Ayer mismo una señora anciana, postrada en la cama del Hospital, me decía: “Los curas dicen muchas cosas, pero no hacen lo que dicen”. Acabamos tan amigos, pero es curioso cómo el Evangelio de hoy se ha traspasado de los escribas y los fariseos a todo el espectro eclesial del catolicismo. Tal vez sea por los malos ejemplos que se han dado, y se dan, por parte de los sacerdotes. Tal vez sea por que al sacerdote se le supone una vida más santa que al resto de los mortales. Tal vez porque los sacerdotes anunciamos una noticia que nos supera tan completamente que sólo desde la misericordia de Dios y la acción del Espíritu Santo podemos comenzar a vivirlo, para llegar a su plenitud en el cielo. No conozco a ningún buen sacerdote que se ponga de ejemplo de algo, tal vez en la piedad y en la oración que es un acto de humildad ante Dios. Cualquier sacerdote con sentido común sabe que su vida es indigna de lo que celebra, de lo que predica y de lo que vive. El sacerdote no es el que dice: “Seguidme” sino: “Seguir a Cristo.” (Aunque luego él quede abandonado al borde la cuneta).
“ Lían fardos pesados e insoportables y se los cargan a la gente en los hombros, pero ellos no están dispuestos a mover un dedo para empujar. Todo lo que hacen es para que los vea la gente.” El cristiano, no ya sólo el sacerdote, sabe que su vida es la imitación, la identificación, con Cristo. Y con Cristo el yugo es llevadero y la carga ligera, pero existen yugo, carga y cruz. El buen padre de familia no es el que intenta evitar todos los trabajos que tengan que pasar sus hijos, poniéndolos a salvo bajo una campana de cristal, sino aquel que les enseña a afrontar los problemas, arrostrar las dificultades y a saber que, pase lo que pase, no tiene que perder su dignidad de persona y de hijo de Dios. Cuando hablo con algunos amigos que ya tienen su familia y recordamos nuestra época adolescente, un tanto rebelde y egoísta, en que ponías en tela de juicio todo lo que viniese de los mayores, incluidos los padres, y nos reímos de esos momentos pues ahora sus preocupaciones, sus palabras y sus hechos se parecen más a la postura de sus padres que a lo que alardeábamos desde nuestros 15 años.
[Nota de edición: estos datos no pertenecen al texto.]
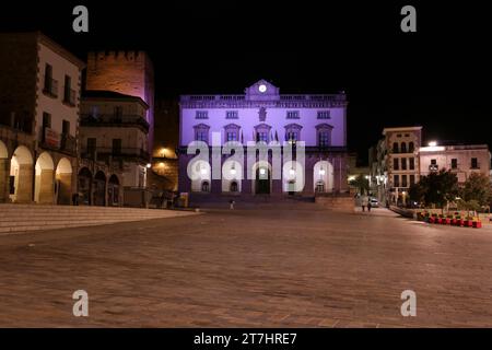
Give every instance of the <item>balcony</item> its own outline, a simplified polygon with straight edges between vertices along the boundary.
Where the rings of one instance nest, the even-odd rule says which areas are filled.
[[[73,89],[65,88],[63,103],[71,107],[75,106],[77,95],[75,95],[75,91]]]
[[[149,122],[142,116],[138,115],[81,115],[80,125],[82,127],[141,127],[145,132],[149,132]]]
[[[83,159],[98,160],[98,161],[109,161],[113,160],[140,160],[148,163],[150,161],[150,154],[148,151],[140,148],[102,148],[98,147],[94,149],[83,149],[81,152]]]
[[[43,93],[50,97],[58,97],[58,80],[52,78],[45,78],[45,88],[43,89]]]

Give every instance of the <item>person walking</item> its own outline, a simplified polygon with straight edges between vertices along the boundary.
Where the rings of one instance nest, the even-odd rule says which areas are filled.
[[[365,207],[367,207],[367,196],[363,195],[361,200],[362,211],[365,211]]]

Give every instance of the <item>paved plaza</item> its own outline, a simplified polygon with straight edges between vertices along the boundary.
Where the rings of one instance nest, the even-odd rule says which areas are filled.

Isaías, hablando de Sodoma y Gomorra , las ciudades de la perversión, les da la receta para alcanzar misericordia: “Si sabéis obedecer, lo sabroso de la tierra comeréis; si rehusáis y os rebeláis, la espada os comerá.” Saber obedecer no suele ser fácil, se nos interpone el amor propio y esa extraña manía de querer tener siempre la razón. Cristo “aprendió sufriendo a obedecer,” aunque más bien nos lo enseñó a nosotros. Para obedecer es necesario ser humilde, reconocer la verdad de Dios, y decirle con sinceridad: “Señor, ¿qué quieres que haga?” y ponerlo por práctica. Entonces, desde la obediencia, el Obispo, el sacerdote, el padre o la madre de familia, el empresario, la directiva o la religiosa sabrá que sus palabras no reflejan sus hechos, tendría que amar más, entregarse más, servir más, pero no podrá dejar de decirlas. De la mayoría de los cristianos, sacerdotes incluidos, puedo decir que no hacen lo que dicen, ¡ojalá!, pero lo intentan con toda su alma y, ante sus fracasos, se acogen a la misericordia de Dios. También, no lo pongo en duda, hay un pequeño número de caraduras, soberbios, trepas y manipuladores, pero son pocos.
La Virgen sabe obedecer, ella habló poco he hizo mucho, que sea ella la que nos acerque hasta su Hijo y dejemos de pensar en el hacer lo que decimos y empecemos a hacer lo que Él nos dice.